Question

Visualizing Differences Between A Lot Of Sequences

7

Entering edit mode

14.9 years ago

hadasa ★ 1.0k

I have two datasets of sequences that have been derived using two different workflows, therefore there are differences in the residues for some sequences. I would like to visulize neatly where such differences occur. any ideas of a software or approach that can do this. Initially i had thought of just doing a multiple alignment. however given the large number of sequences in both datasets that is not very 'clean' way for visualizing the differences. Any ideas?

visualization sequence • 5.4k views

ADD COMMENT • link updated 14.9 years ago by Khader Shameer 18k • written 14.9 years ago by hadasa ★ 1.0k

1

Entering edit mode

Hi, I modified the title of this question because it wasn't clear that you were asking for a specific solution in the case of having lot of different sequences. Please make a rollback if you preferred the previous title. I would recommend you to explain something more on your sequences: are they short? are they mostly similar, how many differences you expect to find? how many sequences do you have, more or less?

ADD REPLY • link 14.9 years ago by Giovanni M Dall'Olio 28k

0

Entering edit mode

Am happy with the edit since the problem can be generalised. Secondly the sequences i have were long and the need is to locate the positions at which they differ and which residues actualy contribute to this difference. I had attempted to use an MD5 checksum but though i coudl easily see the number of different sequences, it is difficult to visualize at which positions the differeces occur.

ADD REPLY • link 14.9 years ago by hadasa ★ 1.0k

score 4 · Answer 1 · 2010-05-18

Not sure if it applies to your data set, but assuming you have some reference sequence(s), be it genome or transcriptome:

map your set A & B separately to reference
convert the output to SAM format if needed
convert from SAM to BAM using samtools
index BAM files with samtools
load reference + 2 BAMs into IGV viewer

This works for millions of NGS Illumina reads, but obviously is meant only to give you some general idea about sequence differences. No way you can compare 20k transcripts by just looking at them and noticing the differences...

edit: improved points mangled during formating

score 4 · Answer 2 · 2010-05-18

You could generate a PCA plot based on the normalized alignment score or similar scores derived from the alignments of two datasets to visualize the overall diversity between sequence datasets.
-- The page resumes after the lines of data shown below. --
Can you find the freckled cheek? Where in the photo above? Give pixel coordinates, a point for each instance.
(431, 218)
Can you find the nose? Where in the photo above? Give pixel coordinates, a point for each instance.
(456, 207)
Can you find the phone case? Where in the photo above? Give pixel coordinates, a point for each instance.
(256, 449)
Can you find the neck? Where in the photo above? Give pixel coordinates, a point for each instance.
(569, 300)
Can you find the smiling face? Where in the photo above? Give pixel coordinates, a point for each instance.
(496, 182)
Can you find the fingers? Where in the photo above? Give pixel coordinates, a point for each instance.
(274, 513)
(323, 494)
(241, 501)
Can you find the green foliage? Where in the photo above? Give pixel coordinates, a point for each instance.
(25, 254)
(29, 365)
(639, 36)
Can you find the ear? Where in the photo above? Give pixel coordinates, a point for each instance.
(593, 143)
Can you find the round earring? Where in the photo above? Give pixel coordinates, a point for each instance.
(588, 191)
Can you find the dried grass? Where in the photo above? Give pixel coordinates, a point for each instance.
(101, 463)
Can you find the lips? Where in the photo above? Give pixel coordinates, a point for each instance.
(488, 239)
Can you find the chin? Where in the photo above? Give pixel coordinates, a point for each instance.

I have used PCA plots for visualization of similarity/diversity in protein sequence families.

Sample PCA plots are uploaded for SH2 and SH3 protein domain families based on normalized alignment scores.

Edit:

Recently heard of Circoletto for the visualization of sequence similarity with Circos.

score 3 · Answer 3 · 2010-05-18

I would simply open them with a software to visualize alignments.

My favorite one is Jalview, but there are many others: many people use CLC Sequence viewer, which is proprietary but free to use, or mega that can also visualize sequences..

All of these software can do the alignments by themselves, after loading the sequences.. in alternative, you can do the alignment with another software first, if you want to customize some parameters.

score 3 · Answer 4 · 2010-05-18

for each sequence, calculate its md5 sum. That will generate a random string that correspond to that sequence of character and it is very unlikely to correspond to other sequences.

Group the sequences by their md5 sum. this will allow you to recognize all the sequences that are identical, so you can concentrate on the ones that differ. You can use a sequence viewer for doing that, with the md5 you can keep only one sequence when there are multiple identical ones.

If you still have a lot of different sequences in each md5 class, you can train a markov model on the whole alignment (or simply create a custom markov matrix) and then assign a score to each sequence, by applying the same markov model. You can calculate other parameters, e.g. the GC content, or else. Then, you can cluster your sequences in bins of similar markov scores, and you will be able to see the sequences that are very different from the average.

score 3 · Answer 5 · 2010-05-18

Are you interested in where the residue differences occur, or the residue differences themselves, where they do occur?

I think that the Sequence Logo approach could serve both purposes if the sequences are short. If they're long, and the differences are sparse along the sequence, you could cut the MSA into smaller pieces for the sites where the residues differ and make individual sequence logos for each site.

If you're looking to visualize and compare NGS genome assemblies, try Tablet or MagicViewer.